Eaton and Siemens Energy on June 3 announced a fast-track approach to building data centers with integrated onsite power. 

The collaboration will enable simultaneous construction of data centers and associated on-site power generation with grid connection and the integration of renewables to meet regional regulatory requirements, if required, the companies said.

“This will provide data center owners and developers with choices they don’t have at present to enable them to build and run new data centers,” they said.

Siemens Energy’s modular and scalable power plant concept is tailored to the specific needs of data center operators. 

The standard configuration generates 500 MW of electricity, featuring highly efficient SGT-800 gas turbines, redundancy and additional battery storage systems, ensuring the highest reliability, Eaton and Siemens said.

Based on its modular approach, the size of the plant can be scaled up and down. In the future, it can also operate in a carbon-neutral manner, provided hydrogen is available and part of the data center’s sustainability strategy. 

The Siemens Energy concept also includes an optional emission-free clean air grid connection to be installed either during construction or as a retrofit.
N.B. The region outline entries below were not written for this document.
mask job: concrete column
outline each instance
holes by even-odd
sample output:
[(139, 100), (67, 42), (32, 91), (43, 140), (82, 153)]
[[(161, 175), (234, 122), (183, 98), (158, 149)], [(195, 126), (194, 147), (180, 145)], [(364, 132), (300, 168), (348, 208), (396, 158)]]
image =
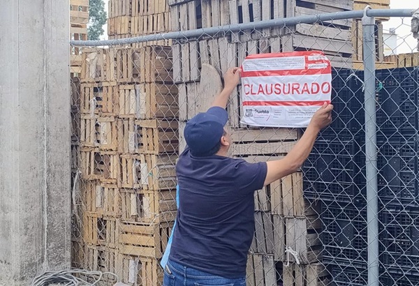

This feature would enable data centers to provide grid services.

Eaton will provide customers with electrical equipment such as medium voltage switchgear, low voltage switchgear, UPS, busways, structural support, racks and containment systems, engineering services and the software offerings needed to protect and enable IT loads from the medium-voltage grid to the chip and help accelerate building and commissioning data centers with skidded and modular designs.

Cyrille Brisson, global segment leader, Data Centers, Eaton, said: “Our approach of letting customers pick the right balance of energy sources is very flexible and construction to start-up time is swift with options to reduce emissions in both the short and long term. Crucially, our approach offers data center owners and developers the opportunity to build capacity and bring it online fast in any location where they have land available that is close to gas, water and fiber.”